Protecting the environment and people living therein also leads to the promotion of the right to property as enshrined in Article 17 UDHR, Article 5 of the Convention on the Elimination of All Forms of Racial Discrimination, Article 14 of the African Charter, Article 21 of the American Convention on Human Rights, Article 31 of the Arab Charter, and Article 1 of Protocol No. 1 to the ECHR. In particular, these instruments affirm that individuals are entitled to peacefully enjoy their possessions. These instruments not only concern the unlawful deprivation, exploitation, and disposition of property, but also encompass the right to land and to land use. While there is currently no explicit reference to a human right to land under international human rights law, several international arrangements consider the enjoyment of land as strictly relevant for the full respect of other recognized human rights, such as the right to food, equality between women and men, the protection and assistance of IDPs, and the rights of indigenous peoples and their relationship with their ancestral lands or territories (UNHCR 2015).

Concluding Remarks

It has been no less than 30 years since the debate around environmental migration started flourishing.
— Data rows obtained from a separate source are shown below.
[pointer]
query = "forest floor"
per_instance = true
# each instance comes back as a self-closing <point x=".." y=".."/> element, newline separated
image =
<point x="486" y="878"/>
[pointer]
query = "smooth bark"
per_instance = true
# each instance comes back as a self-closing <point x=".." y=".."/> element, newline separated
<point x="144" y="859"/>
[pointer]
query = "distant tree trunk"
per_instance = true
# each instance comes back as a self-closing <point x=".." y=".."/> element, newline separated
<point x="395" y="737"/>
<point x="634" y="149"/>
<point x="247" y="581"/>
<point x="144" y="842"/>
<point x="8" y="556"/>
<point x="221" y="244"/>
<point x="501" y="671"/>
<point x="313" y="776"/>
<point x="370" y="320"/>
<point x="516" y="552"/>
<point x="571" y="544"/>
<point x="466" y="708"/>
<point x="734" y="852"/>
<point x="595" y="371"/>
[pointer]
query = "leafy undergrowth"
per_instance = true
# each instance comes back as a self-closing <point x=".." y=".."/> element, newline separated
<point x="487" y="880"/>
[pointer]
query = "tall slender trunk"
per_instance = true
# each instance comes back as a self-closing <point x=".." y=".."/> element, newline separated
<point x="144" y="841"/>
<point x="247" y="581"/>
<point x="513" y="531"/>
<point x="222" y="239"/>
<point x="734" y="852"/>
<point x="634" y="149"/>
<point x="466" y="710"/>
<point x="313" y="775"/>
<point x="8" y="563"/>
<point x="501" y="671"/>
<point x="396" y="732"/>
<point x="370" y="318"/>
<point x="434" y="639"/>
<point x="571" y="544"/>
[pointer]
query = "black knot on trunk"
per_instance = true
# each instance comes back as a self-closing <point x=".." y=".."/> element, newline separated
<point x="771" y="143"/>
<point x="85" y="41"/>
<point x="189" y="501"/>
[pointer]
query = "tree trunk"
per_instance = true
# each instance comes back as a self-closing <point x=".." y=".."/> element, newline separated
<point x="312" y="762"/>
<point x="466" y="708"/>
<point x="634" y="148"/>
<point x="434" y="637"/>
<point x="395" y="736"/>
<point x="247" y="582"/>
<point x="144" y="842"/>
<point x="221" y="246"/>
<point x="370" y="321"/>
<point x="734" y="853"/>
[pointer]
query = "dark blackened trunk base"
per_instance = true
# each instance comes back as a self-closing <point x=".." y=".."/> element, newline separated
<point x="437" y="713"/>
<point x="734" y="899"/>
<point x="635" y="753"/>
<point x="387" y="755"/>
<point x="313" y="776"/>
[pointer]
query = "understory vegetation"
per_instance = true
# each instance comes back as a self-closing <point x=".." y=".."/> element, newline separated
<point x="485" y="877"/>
After two decades, scholars and institutions still refer to the protection of this still blurry category of migrants as an urgent and humanitarian issue to be managed with timely, well-planned responses. Several UN arrangements explicitly recognize environmental migration, but lack of binding force. Conversely, binding instruments that provide protection statuses to environmental migrants, such as the Kampala Convention, are too weakly implemented, while the Paris Agreement does not refer to people affected by climate change. This chapter aimed firstly at summarizing the pros and cons of the most relevant advanced proposals, as well as recent international declarations, stepping up for ensuring protection to environmental migrants. Then, it pointed out that the fulfilment of certain human rights, essential to a dignified life, depends on a healthy and protected environment. Finally, it argued for the urgent need to overcome states’ attitude of postponement in light of their international responsibility to protect human rights and fundamental freedoms.